Certainement la loi la plus importante de ces dernières années dans l’immobilier, la loi ALUR (Accès au Logement et Urbanisme Rénové) est entrée en vigueur le 27 mars 2014. Elle impacte l’immobilier depuis cette année là.

En effet, la loi ALUR est une loi pour l’accès au logement afin de favoriser un urbanisme rénové. Elle a pour objectif de « mettre en œuvre une stratégie globale, cohérente et de grande ampleur destinée à réguler les dysfonctionnements du marché, à protéger les propriétaires et les locataires et à permettre l’accroissement de l’offre de logements dans ces conditions respectueuses des équilibres de territoires ».

Pour simplifier, cette loi encadre les loyers. Elle empêche le prix des loyers à devenir excessifs dans les villes* les plus tendus, c’est-à-dire les villes où l’offre est inférieure à la demande. Une fourchette de prix est déterminée auparavant par un arrêté préfectoral à partir d’un loyer médian de référence afin que les loyers ne soient ni supérieurs ni inférieurs à cette fourchette de prix.
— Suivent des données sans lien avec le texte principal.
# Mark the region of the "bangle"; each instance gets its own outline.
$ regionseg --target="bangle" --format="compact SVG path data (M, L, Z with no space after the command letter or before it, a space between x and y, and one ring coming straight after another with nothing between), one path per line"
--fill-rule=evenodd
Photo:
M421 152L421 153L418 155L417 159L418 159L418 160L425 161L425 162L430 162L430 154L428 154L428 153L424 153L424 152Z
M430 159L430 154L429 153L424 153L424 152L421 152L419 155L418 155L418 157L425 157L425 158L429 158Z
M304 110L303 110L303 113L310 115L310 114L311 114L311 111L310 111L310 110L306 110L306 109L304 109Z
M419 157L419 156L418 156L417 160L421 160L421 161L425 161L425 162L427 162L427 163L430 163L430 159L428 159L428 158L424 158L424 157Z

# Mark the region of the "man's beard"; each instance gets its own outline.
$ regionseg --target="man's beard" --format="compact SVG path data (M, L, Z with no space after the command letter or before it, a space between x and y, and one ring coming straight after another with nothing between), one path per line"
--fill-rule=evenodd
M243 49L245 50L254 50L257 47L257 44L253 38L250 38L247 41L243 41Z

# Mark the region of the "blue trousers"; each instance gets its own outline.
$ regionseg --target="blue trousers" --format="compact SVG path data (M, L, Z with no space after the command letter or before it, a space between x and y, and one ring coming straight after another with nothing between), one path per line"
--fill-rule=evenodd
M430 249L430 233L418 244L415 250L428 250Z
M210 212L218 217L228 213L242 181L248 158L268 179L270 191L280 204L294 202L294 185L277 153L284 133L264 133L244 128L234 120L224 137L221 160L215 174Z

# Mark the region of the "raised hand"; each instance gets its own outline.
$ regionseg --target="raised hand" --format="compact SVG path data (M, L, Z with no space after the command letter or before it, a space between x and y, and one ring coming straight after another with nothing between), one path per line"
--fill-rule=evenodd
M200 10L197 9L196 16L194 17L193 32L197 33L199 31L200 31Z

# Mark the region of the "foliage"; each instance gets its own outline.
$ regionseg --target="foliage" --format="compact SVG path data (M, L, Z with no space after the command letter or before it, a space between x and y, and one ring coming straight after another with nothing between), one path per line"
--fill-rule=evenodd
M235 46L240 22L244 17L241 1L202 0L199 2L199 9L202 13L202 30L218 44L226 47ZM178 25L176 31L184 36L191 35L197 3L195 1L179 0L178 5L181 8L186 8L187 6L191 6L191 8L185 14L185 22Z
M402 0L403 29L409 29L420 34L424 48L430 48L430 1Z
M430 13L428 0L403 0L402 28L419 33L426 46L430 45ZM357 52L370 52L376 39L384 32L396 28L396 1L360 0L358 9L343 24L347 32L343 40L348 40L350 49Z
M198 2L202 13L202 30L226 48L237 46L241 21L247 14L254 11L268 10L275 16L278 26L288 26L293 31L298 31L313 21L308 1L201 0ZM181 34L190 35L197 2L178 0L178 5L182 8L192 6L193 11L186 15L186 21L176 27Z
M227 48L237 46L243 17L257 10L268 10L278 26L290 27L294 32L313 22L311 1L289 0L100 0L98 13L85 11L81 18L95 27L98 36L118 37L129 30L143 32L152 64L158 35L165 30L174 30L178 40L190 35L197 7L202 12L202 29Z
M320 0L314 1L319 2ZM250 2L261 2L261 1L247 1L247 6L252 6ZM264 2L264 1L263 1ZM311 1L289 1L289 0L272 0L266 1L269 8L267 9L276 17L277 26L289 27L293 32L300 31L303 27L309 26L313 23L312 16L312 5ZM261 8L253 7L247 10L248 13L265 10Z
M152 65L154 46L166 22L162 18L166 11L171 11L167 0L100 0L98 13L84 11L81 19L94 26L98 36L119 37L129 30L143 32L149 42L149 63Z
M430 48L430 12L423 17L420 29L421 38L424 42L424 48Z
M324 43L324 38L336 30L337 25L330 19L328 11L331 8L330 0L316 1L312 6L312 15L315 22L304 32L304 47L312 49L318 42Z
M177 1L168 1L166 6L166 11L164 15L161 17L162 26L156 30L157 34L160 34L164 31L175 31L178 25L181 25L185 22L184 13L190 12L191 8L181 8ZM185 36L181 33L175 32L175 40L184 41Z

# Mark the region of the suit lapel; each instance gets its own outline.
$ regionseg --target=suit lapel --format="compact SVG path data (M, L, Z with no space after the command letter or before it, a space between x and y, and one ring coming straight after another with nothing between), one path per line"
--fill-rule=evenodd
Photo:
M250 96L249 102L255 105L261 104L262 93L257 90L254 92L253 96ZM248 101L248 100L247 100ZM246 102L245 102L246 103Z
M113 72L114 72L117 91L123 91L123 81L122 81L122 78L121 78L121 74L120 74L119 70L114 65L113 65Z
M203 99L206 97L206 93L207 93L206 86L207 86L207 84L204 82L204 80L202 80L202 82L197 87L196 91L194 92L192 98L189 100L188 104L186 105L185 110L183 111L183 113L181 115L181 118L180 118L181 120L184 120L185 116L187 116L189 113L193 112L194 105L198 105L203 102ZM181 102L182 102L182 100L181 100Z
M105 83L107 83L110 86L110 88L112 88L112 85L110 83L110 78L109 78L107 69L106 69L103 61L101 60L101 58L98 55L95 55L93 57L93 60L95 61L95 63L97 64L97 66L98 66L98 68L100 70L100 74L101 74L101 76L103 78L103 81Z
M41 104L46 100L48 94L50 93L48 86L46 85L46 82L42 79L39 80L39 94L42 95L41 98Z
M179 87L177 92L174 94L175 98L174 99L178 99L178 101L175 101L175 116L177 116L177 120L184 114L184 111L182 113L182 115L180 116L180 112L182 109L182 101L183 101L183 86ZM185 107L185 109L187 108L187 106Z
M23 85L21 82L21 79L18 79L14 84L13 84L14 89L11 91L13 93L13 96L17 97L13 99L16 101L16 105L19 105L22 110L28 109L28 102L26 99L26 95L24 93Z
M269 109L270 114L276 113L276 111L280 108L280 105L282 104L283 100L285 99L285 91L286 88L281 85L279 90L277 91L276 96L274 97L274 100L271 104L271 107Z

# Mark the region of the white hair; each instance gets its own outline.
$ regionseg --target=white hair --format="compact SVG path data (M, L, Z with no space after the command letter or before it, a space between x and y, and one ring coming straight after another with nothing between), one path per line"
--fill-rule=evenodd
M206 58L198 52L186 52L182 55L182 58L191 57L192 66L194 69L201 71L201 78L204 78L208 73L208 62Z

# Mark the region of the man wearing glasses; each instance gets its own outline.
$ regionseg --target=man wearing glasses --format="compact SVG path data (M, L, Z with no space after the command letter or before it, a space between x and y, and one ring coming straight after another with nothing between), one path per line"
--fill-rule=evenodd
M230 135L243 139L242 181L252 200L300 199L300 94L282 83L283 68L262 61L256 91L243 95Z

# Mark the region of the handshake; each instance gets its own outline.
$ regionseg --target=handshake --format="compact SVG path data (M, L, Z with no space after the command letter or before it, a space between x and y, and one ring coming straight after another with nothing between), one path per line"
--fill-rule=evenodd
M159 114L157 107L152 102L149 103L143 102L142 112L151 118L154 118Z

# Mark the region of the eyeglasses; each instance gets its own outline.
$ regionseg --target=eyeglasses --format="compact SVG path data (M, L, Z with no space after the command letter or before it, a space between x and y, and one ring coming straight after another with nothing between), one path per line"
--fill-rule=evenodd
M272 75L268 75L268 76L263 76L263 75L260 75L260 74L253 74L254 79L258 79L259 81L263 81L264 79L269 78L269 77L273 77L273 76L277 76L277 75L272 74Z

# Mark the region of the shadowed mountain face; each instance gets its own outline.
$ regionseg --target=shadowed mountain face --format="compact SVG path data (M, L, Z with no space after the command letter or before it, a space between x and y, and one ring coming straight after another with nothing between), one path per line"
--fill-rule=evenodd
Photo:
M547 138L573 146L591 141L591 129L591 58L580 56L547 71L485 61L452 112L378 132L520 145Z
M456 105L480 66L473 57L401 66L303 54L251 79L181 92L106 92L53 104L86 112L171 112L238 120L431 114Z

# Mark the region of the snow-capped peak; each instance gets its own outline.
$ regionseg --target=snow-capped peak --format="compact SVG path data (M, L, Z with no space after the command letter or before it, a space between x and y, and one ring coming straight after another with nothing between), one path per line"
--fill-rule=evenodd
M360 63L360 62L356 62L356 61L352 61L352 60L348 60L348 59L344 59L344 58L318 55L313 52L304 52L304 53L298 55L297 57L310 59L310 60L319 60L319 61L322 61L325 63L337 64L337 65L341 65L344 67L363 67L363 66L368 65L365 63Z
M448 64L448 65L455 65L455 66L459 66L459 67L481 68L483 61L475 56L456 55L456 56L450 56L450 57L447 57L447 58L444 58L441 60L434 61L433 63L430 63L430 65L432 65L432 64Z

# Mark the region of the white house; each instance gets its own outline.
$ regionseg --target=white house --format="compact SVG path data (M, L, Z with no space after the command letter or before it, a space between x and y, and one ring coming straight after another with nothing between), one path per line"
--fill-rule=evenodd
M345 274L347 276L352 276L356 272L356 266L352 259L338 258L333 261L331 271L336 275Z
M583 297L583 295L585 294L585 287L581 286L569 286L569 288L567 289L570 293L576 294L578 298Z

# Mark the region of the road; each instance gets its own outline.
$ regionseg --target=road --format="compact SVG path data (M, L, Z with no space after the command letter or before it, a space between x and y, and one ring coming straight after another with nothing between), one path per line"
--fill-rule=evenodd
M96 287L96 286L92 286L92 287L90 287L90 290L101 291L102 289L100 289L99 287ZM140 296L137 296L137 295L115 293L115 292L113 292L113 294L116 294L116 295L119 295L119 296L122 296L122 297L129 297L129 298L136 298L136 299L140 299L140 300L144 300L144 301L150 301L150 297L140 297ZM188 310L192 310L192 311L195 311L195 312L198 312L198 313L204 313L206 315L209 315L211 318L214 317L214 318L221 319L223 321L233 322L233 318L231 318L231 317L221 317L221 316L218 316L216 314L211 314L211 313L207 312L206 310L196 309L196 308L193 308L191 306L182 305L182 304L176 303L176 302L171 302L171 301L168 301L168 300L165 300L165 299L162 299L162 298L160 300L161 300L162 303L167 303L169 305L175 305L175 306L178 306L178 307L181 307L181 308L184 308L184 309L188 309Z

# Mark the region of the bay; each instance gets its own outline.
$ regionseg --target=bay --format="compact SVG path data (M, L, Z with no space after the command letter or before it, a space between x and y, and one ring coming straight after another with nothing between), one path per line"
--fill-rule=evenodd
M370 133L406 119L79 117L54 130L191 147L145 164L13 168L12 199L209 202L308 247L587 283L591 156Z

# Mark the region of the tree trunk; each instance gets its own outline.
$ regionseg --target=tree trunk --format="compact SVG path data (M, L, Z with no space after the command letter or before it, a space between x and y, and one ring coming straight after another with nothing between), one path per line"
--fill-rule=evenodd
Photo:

*28 agglomérations sont concernées par cette loi : Ajaccio, Annecy, Arles, Bastia, Bayonne, Beauvais, Bordeaux, Draguignan, Fréjus, Genève-Annemasse, Grenoble, La Rochelle, La Teste de Buch-Arcachon, Lille, Lyon, Marseille-Aix-en-Provence, Menton-Monaco, Meaux, Montpellier, Nantes, Nice, Paris, Saint-Nazaire, Sète, Strasbourg, Thonon-les-Bains, Toulon et Toulouse. Les villes appartenant à ces agglomérations sont également concernées. C’est donc plus de 1000 villes qui sont touchées. 

Cette loi vise à atteindre quatre objectifs :

  • l’amélioration à l’accès au droit de logement décent tout en protégeant les populations vulnérables et le développement de l’offre des logements
  • Un équilibre et une relation courtoise entre professionnels de l’immobilier, locataires et propriétaires
  • Une régulation du marché immobilier avec un encadrement en ce qui concerne les pratiques jugées abusives
  • Un développement au niveau de la transparence et de l’innovation

Cependant quelques exceptions existent. Cette loi ne s’appliquent pas sur plusieurs logements : le parc social (HLM), les logements en loi de 48, les logements privés conventionnés APL, les logements de fonction, les locations touristiques et les meublés en résidences services.